Le numéro 11 n’a en effet jamais été porté à Winnipeg depuis que les Jets sont revenus au Manitoba en 2011. La raison : c’était le numéro réservé pour Rick Rypien en 2011-2012. Mais Rypien ne l’a jamais porté. Il s’est donné la mort quelques semaines avant le début de la saison, après des années à souffrir de dépression.

PHOTO ANDRÉ PICHETTE, ARCHIVES LA PRESSE

Rick Rypien (à gauche) aux prises avec Travis Moen en 2010. Ce fut la dernière saison de Rypien.

Ce n’est pas un hasard si Thompson a reçu la bénédiction de l’organisation pour le porter. C’est que l’ancien du Canadien revient de loin. Il est sobre depuis le 10 octobre 2016. Jusque-là, il souffrait de graves problèmes de consommation de drogue et d’alcool.

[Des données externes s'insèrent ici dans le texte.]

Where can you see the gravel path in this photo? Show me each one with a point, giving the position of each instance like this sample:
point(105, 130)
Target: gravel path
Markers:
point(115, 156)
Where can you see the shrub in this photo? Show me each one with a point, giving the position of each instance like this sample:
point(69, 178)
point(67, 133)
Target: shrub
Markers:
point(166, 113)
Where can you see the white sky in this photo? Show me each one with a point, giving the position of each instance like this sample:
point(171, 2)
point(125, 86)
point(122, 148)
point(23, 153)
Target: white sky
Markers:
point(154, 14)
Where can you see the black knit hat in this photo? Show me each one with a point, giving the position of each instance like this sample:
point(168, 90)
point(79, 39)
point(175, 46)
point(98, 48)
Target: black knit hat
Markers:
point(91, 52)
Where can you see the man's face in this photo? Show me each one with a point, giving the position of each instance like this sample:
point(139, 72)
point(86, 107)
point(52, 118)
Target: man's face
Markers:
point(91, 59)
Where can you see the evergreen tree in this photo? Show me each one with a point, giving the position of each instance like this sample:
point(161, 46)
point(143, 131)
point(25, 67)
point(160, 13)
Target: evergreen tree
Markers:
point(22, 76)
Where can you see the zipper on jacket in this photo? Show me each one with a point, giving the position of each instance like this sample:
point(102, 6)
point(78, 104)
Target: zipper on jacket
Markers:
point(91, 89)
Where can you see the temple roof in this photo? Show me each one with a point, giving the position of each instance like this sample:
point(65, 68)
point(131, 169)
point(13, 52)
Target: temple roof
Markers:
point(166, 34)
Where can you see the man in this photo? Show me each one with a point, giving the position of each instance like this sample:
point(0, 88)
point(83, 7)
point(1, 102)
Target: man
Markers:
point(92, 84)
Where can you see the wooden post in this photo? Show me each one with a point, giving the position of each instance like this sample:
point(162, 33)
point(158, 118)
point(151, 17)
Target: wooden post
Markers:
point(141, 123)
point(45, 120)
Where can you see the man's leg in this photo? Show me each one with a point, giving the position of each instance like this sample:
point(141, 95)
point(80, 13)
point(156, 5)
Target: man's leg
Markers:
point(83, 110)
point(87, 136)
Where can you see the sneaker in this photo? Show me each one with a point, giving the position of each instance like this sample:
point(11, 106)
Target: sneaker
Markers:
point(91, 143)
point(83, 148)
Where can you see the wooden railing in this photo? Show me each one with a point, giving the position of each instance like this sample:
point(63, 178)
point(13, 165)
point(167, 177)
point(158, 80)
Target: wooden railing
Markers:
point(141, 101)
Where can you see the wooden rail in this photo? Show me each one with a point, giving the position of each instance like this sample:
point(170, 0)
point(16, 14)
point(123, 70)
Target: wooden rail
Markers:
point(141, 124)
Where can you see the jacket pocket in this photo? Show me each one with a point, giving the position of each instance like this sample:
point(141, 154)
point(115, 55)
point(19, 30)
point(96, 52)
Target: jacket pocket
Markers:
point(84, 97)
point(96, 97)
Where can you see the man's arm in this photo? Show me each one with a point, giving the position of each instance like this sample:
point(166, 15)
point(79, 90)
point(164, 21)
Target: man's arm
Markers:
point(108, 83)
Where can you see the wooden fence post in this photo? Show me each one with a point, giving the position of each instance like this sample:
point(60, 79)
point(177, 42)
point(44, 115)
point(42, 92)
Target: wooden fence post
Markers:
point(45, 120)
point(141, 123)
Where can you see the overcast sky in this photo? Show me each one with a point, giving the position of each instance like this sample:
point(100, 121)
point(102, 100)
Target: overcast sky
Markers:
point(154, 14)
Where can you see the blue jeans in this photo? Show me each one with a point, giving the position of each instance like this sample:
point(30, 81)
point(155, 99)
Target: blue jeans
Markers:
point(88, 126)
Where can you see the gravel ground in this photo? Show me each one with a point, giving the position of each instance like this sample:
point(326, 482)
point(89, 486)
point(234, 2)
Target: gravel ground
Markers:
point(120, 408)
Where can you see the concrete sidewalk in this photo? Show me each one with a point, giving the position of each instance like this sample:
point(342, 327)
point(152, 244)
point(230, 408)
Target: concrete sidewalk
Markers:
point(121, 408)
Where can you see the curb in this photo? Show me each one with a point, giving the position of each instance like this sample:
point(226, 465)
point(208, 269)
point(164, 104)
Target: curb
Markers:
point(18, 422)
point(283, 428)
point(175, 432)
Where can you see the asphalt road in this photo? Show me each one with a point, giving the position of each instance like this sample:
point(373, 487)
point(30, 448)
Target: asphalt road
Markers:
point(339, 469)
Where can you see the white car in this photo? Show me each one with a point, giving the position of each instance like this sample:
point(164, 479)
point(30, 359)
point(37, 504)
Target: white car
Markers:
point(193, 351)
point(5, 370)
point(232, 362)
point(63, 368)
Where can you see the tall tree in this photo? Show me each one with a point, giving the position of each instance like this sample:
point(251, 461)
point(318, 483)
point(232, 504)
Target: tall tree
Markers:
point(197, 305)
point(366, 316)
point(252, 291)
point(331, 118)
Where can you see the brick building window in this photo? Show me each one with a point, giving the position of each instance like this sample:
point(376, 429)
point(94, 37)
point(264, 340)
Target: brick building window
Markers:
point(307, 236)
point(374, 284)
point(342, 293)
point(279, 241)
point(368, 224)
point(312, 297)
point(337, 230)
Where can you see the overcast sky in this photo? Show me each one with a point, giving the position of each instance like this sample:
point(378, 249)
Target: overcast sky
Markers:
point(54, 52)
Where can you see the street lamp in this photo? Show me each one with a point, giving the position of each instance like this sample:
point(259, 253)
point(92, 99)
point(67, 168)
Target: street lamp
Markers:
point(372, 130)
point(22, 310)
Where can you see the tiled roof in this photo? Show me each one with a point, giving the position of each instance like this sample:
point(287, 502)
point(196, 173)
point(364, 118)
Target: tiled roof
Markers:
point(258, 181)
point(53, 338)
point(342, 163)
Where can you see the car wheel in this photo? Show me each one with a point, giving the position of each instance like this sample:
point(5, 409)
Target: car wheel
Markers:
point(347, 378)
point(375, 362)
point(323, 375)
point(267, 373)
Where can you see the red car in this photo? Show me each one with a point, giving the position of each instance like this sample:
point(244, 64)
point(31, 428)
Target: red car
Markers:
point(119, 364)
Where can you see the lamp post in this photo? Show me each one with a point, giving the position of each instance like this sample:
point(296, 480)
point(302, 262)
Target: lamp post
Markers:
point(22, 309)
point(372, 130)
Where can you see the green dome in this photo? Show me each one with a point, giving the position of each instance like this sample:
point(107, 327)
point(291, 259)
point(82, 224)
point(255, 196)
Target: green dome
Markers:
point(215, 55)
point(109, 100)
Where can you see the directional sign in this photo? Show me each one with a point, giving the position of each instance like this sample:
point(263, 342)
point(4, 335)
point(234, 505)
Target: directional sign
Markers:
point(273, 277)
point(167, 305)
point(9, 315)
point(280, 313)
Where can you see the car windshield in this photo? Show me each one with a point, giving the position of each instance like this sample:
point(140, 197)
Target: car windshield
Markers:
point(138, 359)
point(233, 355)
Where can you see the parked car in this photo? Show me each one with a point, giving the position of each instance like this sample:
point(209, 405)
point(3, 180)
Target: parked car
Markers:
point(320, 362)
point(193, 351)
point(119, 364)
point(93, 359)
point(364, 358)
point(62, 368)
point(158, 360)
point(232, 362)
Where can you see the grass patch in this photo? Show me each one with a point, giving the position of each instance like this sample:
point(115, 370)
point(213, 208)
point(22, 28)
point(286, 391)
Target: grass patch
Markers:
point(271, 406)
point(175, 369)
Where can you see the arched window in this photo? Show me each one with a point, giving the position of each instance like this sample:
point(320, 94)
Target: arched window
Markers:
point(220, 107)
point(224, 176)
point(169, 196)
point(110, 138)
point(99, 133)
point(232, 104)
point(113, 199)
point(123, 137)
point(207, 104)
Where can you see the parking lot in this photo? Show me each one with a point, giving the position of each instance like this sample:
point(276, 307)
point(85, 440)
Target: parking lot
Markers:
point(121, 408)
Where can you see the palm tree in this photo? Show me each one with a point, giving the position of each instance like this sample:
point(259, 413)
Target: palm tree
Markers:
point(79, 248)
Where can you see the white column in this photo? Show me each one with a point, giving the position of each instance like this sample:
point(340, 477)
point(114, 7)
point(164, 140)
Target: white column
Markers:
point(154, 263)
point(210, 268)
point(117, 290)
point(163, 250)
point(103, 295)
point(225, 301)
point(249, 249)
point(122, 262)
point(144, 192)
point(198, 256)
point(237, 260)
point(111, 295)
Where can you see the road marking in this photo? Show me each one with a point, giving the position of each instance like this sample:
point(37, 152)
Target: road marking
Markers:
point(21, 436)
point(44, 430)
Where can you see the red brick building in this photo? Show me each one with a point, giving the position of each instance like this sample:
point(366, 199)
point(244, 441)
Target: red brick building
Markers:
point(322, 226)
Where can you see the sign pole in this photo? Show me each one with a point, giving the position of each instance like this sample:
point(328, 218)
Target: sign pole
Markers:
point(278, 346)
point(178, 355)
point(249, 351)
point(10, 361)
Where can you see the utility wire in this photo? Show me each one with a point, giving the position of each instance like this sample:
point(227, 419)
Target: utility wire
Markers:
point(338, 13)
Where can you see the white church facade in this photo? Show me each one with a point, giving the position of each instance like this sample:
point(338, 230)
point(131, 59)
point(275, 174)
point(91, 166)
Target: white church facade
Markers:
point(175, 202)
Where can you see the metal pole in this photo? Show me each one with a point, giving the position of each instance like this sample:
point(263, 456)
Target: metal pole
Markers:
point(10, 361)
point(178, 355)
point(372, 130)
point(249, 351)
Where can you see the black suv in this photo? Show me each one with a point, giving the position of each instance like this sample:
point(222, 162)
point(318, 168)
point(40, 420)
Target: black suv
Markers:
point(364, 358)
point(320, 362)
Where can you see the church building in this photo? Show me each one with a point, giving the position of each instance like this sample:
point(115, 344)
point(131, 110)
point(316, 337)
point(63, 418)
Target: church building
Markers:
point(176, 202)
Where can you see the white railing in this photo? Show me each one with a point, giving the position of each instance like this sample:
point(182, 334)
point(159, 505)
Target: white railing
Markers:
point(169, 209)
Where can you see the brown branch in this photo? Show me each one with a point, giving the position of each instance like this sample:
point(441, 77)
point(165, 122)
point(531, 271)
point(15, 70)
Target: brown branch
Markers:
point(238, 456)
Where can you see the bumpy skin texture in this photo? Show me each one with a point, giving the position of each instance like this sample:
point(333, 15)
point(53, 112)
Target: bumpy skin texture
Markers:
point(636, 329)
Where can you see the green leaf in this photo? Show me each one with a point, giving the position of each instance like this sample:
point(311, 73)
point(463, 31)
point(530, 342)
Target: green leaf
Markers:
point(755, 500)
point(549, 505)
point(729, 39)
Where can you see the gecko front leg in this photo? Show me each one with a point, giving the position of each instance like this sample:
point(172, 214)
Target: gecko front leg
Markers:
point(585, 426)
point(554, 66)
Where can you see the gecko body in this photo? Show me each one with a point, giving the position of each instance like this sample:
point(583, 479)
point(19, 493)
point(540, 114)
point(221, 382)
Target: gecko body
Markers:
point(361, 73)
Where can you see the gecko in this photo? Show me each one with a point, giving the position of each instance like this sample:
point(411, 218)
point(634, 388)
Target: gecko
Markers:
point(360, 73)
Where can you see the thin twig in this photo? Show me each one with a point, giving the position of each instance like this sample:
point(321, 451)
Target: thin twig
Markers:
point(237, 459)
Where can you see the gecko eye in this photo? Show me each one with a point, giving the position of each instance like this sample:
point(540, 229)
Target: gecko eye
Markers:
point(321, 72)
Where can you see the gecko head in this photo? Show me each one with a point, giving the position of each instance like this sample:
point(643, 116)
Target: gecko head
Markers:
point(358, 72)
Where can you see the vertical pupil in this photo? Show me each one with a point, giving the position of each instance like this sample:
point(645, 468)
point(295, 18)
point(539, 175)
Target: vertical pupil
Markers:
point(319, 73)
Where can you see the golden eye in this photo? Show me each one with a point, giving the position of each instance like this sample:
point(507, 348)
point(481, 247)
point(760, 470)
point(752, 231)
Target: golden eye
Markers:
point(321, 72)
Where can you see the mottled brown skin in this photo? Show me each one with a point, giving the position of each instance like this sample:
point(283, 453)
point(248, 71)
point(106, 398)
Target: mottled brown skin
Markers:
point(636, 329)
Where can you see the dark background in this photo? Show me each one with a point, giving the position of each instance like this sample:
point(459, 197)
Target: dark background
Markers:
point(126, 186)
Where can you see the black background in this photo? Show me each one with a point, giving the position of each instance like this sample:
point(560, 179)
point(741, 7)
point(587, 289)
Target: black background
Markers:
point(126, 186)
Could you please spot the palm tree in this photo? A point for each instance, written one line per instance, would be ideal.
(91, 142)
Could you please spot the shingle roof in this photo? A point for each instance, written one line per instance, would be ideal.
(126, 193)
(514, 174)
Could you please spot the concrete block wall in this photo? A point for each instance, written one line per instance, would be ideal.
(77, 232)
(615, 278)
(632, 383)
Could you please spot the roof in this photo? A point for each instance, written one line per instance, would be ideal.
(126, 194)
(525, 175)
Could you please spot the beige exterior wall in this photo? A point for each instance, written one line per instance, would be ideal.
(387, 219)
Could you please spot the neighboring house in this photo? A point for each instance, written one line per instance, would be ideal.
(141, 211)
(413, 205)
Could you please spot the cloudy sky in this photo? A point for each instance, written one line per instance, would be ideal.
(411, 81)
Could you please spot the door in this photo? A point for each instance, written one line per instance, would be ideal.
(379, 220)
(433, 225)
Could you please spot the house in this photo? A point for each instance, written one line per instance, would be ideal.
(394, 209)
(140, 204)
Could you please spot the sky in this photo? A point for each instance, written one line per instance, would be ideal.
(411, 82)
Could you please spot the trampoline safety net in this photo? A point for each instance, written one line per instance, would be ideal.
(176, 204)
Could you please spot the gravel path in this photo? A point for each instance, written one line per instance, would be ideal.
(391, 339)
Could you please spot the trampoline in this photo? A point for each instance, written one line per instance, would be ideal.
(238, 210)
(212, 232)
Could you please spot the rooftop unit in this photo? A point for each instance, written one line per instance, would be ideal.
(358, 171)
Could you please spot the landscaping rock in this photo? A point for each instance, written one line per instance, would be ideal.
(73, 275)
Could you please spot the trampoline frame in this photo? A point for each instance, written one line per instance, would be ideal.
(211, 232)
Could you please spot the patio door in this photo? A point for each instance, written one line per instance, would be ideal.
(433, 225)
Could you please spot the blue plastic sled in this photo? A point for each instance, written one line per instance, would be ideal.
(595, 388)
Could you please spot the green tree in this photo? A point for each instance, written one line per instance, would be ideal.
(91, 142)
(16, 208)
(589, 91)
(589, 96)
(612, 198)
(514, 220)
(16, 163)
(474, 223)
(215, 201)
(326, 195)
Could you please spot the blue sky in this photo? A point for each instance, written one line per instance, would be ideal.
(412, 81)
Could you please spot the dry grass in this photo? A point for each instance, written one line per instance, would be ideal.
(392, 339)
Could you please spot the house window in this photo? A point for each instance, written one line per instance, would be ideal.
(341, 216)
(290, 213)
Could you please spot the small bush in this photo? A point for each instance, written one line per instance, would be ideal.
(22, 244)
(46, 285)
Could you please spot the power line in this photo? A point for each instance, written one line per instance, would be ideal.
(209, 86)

« Ici, le 11, c’est plus qu’un numéro. J’étais bouleversé, a admis Thompson. J’ai contacté quelques gars, dont Kevin Bieksa, qui était son meilleur ami. Il m’a dit que je devais le prendre. Il m’a dit : “Ça serait bien que tu l’honores. Avec ton histoire, tu pourrais le représenter d’une belle façon.”

« J’ai aussi parlé à Craig Heisinger, le DG adjoint. Il était d’accord. »

Ce numéro a une grande signification, pas juste pour moi, mais pour plusieurs personnes. Rick a touché plusieurs personnes, donc je voulais vraiment m’assurer de le faire correctement.

Nate Thompson

Heisinger n’était pas disponible pour une entrevue cette semaine. La semaine dernière, il avait toutefois déclaré au site internet des Jets : « Nate est la bonne personne pour porter ce numéro. Il a surmonté ses propres obstacles. Rick serait heureux qu’un vétéran porte son numéro. »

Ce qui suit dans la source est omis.